Almost, I didn’t look at Bianca but walked off into the woods, out of her way. It was very tempting to do that, avoid the confrontation and just… disappear. She was still standing on my porch, though, hands on her hips, mouth open in shock, her ice-blue eyes locked on my face. Ah, right. I’d taken off the helmet last night, so she was now able to see the horns rising from my forehead.
Most shifters could completely transform themselves to hide their alter ego—especially dragons. My kind was supposed to be extremely good at concealing our true nature. Unfortunately, they’d passed me over when it came to that skill. Not only could I not control my ice powers—risking freezing people if they got too close—but I also couldn’t pull all of my more dragon-like traits beneath the surface. My skin stayed a bit too blue, my eyes a bit too reptilian, and my horns? They just shrank to fit my human head, but that was it.
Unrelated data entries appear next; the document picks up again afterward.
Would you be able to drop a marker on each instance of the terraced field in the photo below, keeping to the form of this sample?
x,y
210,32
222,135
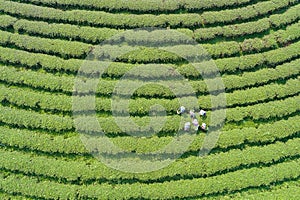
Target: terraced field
x,y
45,44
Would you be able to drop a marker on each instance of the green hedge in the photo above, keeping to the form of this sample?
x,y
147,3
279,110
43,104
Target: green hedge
x,y
31,119
229,182
141,106
156,37
48,143
191,166
142,5
64,49
291,15
54,83
99,18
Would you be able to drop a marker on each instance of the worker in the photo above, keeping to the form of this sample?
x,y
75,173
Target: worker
x,y
202,113
187,126
181,110
203,126
196,124
192,114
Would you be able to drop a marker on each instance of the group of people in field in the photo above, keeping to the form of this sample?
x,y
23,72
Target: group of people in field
x,y
194,120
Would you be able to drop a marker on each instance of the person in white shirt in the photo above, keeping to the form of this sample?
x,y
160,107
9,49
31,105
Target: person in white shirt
x,y
187,126
196,124
203,126
181,110
192,114
202,113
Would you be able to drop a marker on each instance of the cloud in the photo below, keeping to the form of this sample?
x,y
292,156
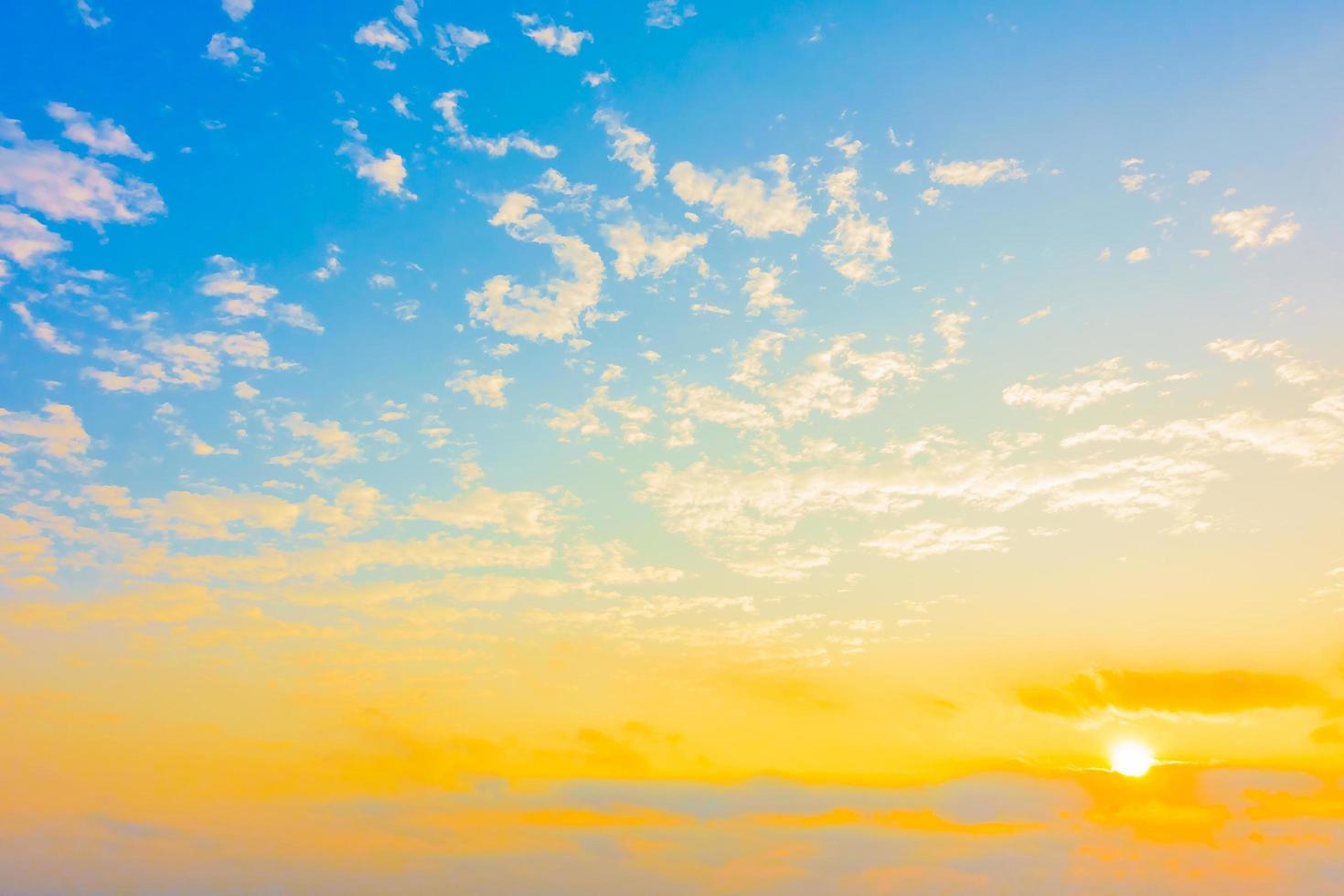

She was bold enough to meet my gaze without flinching, without lobbing questions or saying stupid things. It felt like she was simply waiting for me to make the first move. I hated that, and it made me surly. All I did was hide, make my art and my furniture, and read my books. I knew absolutely nothing about conversation, let alone giving a human the “talk.”
So, of course, what came out of my mouth was the stupidest thing ever: “Are you hungry?” Like that was important at a time like this. Her stomach was the last thing she’d be thinking about. After facing a real dragon, she had probably lost all appetite. Actually, maybe she thought I wanted to eat her for breakfast now—which I did, just not in the way she was probably thinking. I was pretty certain that spreading her on my table and feasting between her thighs was out of the question, for now. Forever.
Her answer, when it came, was softly spoken. Like she wasn’t quite sure she was saying it out loud. The smile, though, was genuine, spreading like a sunrise over her face. “Breakfast with a dragon? I can do that.” Then, after a startled pause: “Tell me I’m not crazy? Tell me your name?”